POET is an embedded scripting language that aims at decoupling empirical tuning aspect from the compiler or the library. It is specifically targeted to Scientific applications. It can be embedded in code written in any language like C,C++ or Fortran by interpreting input code fragments as as parametrized string and not trying to interpret the underlying language. POET scripts can be generated by an optimizing compiler or by a professional library developer.
Capabilities of POET
- Generic restructuring transformations (loop unrolling, loop interchange, loop blocking) can be written by library builders to define their custom transformation without having to write any specialized compiler.
- Important properties and special semantics can be easily expressed in the description of input code.

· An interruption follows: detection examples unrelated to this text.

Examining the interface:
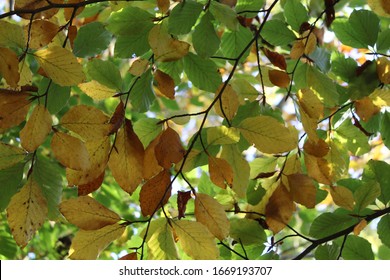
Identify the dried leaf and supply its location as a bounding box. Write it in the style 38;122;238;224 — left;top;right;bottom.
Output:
60;105;111;141
148;24;190;61
154;127;185;169
153;69;175;99
177;191;191;220
51;131;91;170
60;196;121;230
108;119;145;194
265;184;295;234
0;47;20;88
208;156;234;189
20;104;52;152
0;90;30;131
195;193;230;240
69;224;126;260
268;70;291;88
34;45;85;86
172;220;219;260
139;170;172;216
7;177;48;248
287;173;317;208
329;186;355;211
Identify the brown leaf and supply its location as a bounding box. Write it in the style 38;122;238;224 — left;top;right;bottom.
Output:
209;156;234;189
0;89;30;131
263;48;287;70
265;184;295;234
287;173;317;208
109;100;126;134
0;47;20;88
154;127;185;169
268;70;290;88
153;69;175;99
77;171;105;196
177;191;191;220
139;170;172;216
108;119;145;194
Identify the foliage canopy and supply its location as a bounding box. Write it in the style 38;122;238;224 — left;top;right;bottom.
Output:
0;0;390;259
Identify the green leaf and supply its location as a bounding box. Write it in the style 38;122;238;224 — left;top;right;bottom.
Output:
107;6;154;36
210;1;239;31
261;19;296;46
378;214;390;248
73;22;112;57
221;25;252;62
314;243;340;260
0;163;24;211
192;11;220;58
309;212;358;238
376;29;390;52
38;78;70;115
87;59;122;91
332;10;379;48
168;0;203;35
341;235;375;260
184;53;222;92
306;66;339;107
130;71;156;112
230;219;267;245
284;0;309;32
33;155;65;220
353;181;381;213
235;0;265;18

For e.g. for the matrix multiplication kernel we can use the Function, loop, Nest and Sequence. We can also encode the domain specific knowledge within the input code description.
- To allow for re-configuration, the transformations can be parametrized e.g. integral parameter to the loop unrolling transformation that allows for the level of unrolling.

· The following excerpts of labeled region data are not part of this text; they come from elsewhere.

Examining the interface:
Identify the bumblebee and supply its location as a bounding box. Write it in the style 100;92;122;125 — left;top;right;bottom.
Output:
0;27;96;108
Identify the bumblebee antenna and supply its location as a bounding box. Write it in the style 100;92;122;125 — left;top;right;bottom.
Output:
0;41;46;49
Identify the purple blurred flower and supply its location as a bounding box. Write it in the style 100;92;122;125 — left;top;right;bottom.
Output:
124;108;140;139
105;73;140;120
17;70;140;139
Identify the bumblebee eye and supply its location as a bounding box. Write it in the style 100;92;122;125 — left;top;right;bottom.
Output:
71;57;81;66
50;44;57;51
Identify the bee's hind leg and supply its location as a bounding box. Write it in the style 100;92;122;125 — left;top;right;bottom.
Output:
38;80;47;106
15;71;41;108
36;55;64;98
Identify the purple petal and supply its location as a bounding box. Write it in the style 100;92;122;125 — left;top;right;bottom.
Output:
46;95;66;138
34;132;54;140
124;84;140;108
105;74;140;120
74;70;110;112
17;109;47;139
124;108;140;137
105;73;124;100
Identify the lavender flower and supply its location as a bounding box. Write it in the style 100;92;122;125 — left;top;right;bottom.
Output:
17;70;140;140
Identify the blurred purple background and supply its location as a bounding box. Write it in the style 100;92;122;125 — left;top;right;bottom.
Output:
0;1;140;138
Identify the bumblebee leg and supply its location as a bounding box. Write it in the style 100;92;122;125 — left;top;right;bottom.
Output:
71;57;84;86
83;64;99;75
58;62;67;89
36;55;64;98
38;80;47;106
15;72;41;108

POET supports four different kind of sections. The code and xform sections define the generic transformations that can be applied to arbitrary code. The define and output sections define the transformations that can be applied to any particular input code.
(1) poet : {section}
(2) section :
"<" "code" ID {codeAttr} ">" Exp "<" "/code" ">"

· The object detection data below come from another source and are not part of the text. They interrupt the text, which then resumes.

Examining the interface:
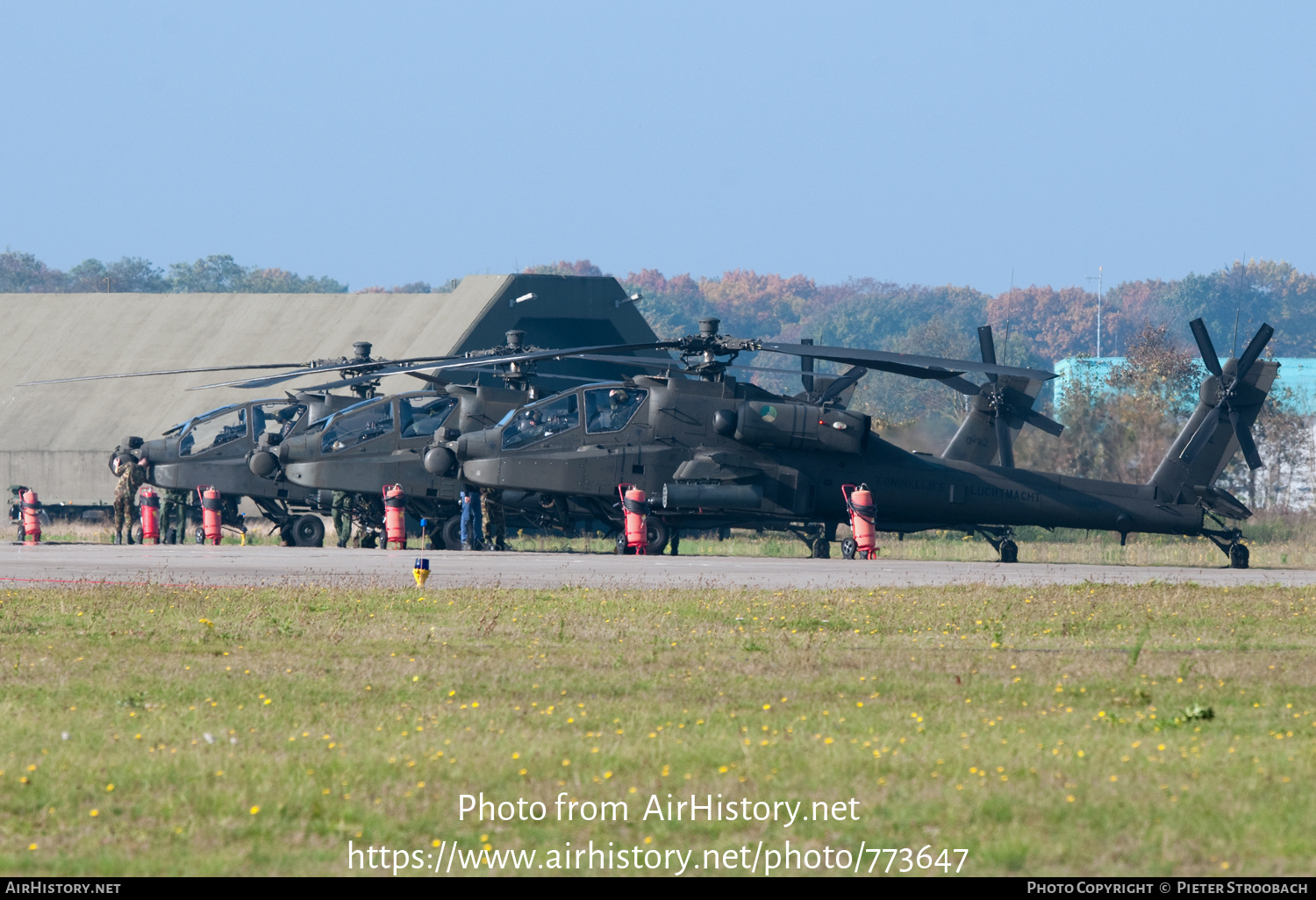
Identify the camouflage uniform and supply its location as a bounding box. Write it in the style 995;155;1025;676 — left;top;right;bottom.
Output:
161;489;192;544
115;457;147;544
481;489;507;550
331;491;352;547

(3) | "<" "xform" ID {xformAttr} ">" Exp "<" "/xform" ">"
(4) | "<" "define" ID Exp ">"
(5) | "<" "output" FNAME Exp ">"
(6) codeAttr : "pars" "=" "(" ID {"," ID} ")"
(7) xformAttr : "pars" "=" "(" ID {"," ID} ")"
(8) | "tune" "=" "("ID"="INT{","INT} {";"ID"="INT{","INT}}")"
(9) Exp : Op
| Op ";" Exp | Op "," Exp | Op Exp
(10)Op : "if" Op "then" Op "else" Op
(11) | ID {"." ID} "=" Op
(12) | ID ":" Op
(13) | ID {"." ID} "#" Unit | ["car","cdr",INT] "#" Op
(14) | REPLACE "#" "(" Op "," Op "," Op ")"
(15) | PERMUTE "#" "(" Op "," Op ")"
(16) | DUPLICATE "#" "(" Op "," Op "," Op ")"
(17) | Op ["+","-","*"] Op | "-" Op
(18) | Op ["<","<=",">",">=","==","!="] Op
(19) | "!" Op | Op "&&" Op | Op "||" Op
(20) | Unit
(21)Unit : ID {"." ID} | INT | SOURCE | "(" Exp ")"
ID identifiers, e.g. Loop, Nest;
FNAME file names, e.g., mm.c, ../dgemm.c;
INT integer literals, e.g., 1, 0, 16, 64;
SOURCE strings of code fragments,
e.g. "c[i+j*m]+= alpha*b[k+j*l] * a[i+m*k];"
{s1s2…sn} Zero or more occurrences s1s2…sn
e.g., {", "ID} (zero or more of ", ID");
[t1, t2, .., tm] one token out of t1, t2, .., tm
e.g., [" + ", " - ", " ∗ "] ("+", "-", or "*").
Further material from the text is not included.